Il Seme come Insegnante (2 parte)

Come promesso metto in stampa la seconda parte del racconto, scusandomi con i gentili ospiti per il ritardo. A mia discolpa posso dire che ho avuto una giornata difficile e solo ora ho avuto accesso al pc. Sono dispiaciuto dell’accaduto e spero di poter avere la vostra comprensione. Garzie ancora per la pazienza.

Sistemati gli occhiali, la Atto fissò con sguardo inferocito il collega, gli strappò letteralmente di mano il sacchetto che ancora stringeva e si concentrò sull’etichetta: il cerchio di stelle in campo blu dell’Unione Europea, una bandiera a strisce orizzontali, il logo della ditta produttrice, la dicitura Made in Nederland e infine, tradotto in quattro lingue, il nome del prodotto: Oregano.

– Ma è origano ! – esclamò.

Lo stupore iniziale, sul volto della Atto si trasformò in un sorriso e poi in una risata  liberatoria.

– Certo che è origano, che cosa credevi? Che fossero semi di cannabis? O spore di peyote, forse? – ribatté piccato il collega.

Il professor Innavo, dal suo punto d’osservazione, sbuffò per liberare la tensione accumulata.

Anche lui aveva immaginato che il sacchetto contenesse sostanze illegali, data l’agitazione del collega di scienze e lo spirito combattivo con il quale si era espresso. Già aveva visto le Autorità fare irruzione nella scuola, perquisire le aule, denunciare il fattaccio e consegnarlo così all’inevitabile gogna mediatica. Il buon nome della scuola e quello dei docenti sarebbero finiti nel fango; la sua specchiata carriera sarebbe stata fagocitata dall’infamia. A quel punto, sentì l’obbligo di intervenire; lo richiedeva la sua anzianità professionale.

Doveva essere autorevole nel fermare quel chiaro sproloquio che stava smascherando una pericolosa deriva autoreferenziale: il professor Marcello Ollecra sembrava più interessato al suono della propria voce, che a trasmettere il sapere ai suoi allievi.

E lui era o non era il più anziano del corpo insegnanti? Dunque doveva dare un esempio, lasciare una traccia che non fosse solo una reprimenda; doveva dare un segno positivo e sperare di invertire quella deriva, o almeno fermarla.

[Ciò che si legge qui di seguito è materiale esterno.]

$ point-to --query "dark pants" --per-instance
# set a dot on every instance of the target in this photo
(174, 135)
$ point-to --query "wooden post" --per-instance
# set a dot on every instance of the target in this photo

Si staccò dallo stipite e si portò a capo del lungo tavolo.

– Marcello, – cominciò, – ti do del tu perché questo è il momento e non credo ce ne saranno altri.  I ragazzi a questa età sono strani: teste piene di vento, ma a loro modo curiosi come scimmie. Sfruttala questa curiosità, facendo piantare loro codesti semi e non solo origano, ma  anche menta, timo, basilico ad esempio. Suggerisci loro di tenere un diario riguardo innaffiatura, esposizione, il micro clima della classe. Come se fossero in qualche modo responsabili, di un loro laboratorio scientifico.

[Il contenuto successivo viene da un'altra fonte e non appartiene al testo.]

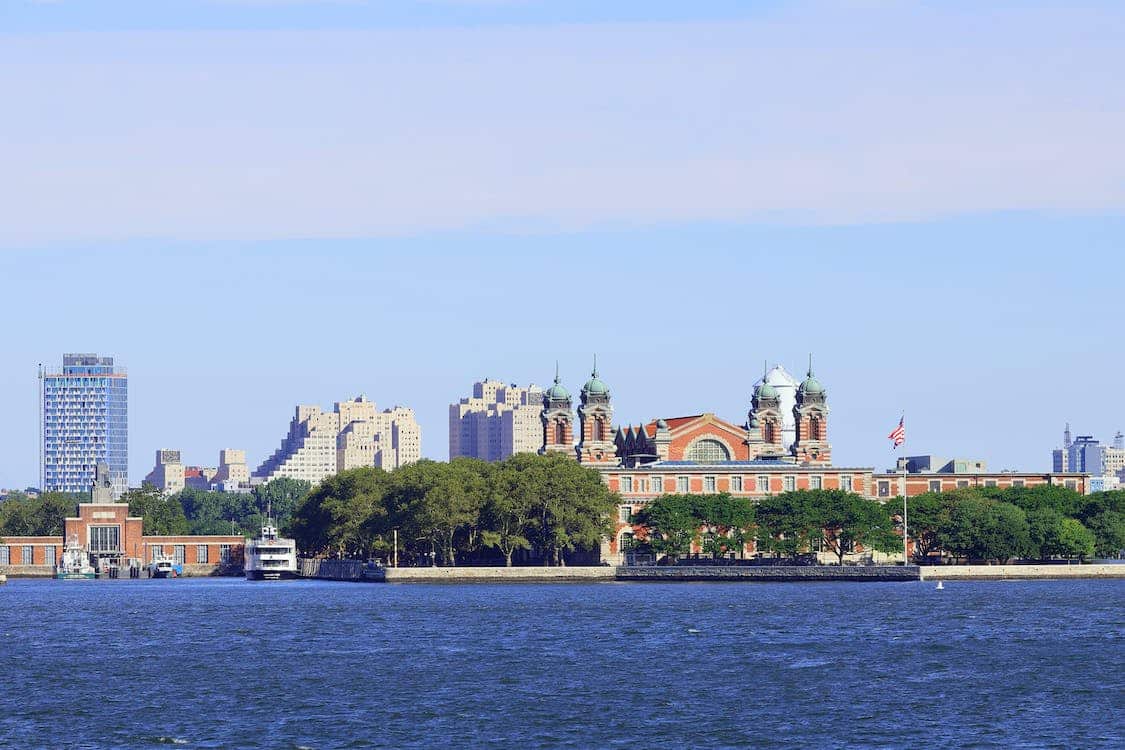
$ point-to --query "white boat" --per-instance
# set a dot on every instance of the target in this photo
(270, 557)
(75, 562)
(162, 566)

Avvicinali alla scienza, in modo intelligente; non seguire la facile via degli slogan o le chimere dell’utopia. Persegui risultati concreti; a volte basta un seme e la voglia di farlo crescere, di vederlo spuntare, coltivando la speranza che quel seme e i nostri sforzi renderanno il mondo migliore di com’era prima.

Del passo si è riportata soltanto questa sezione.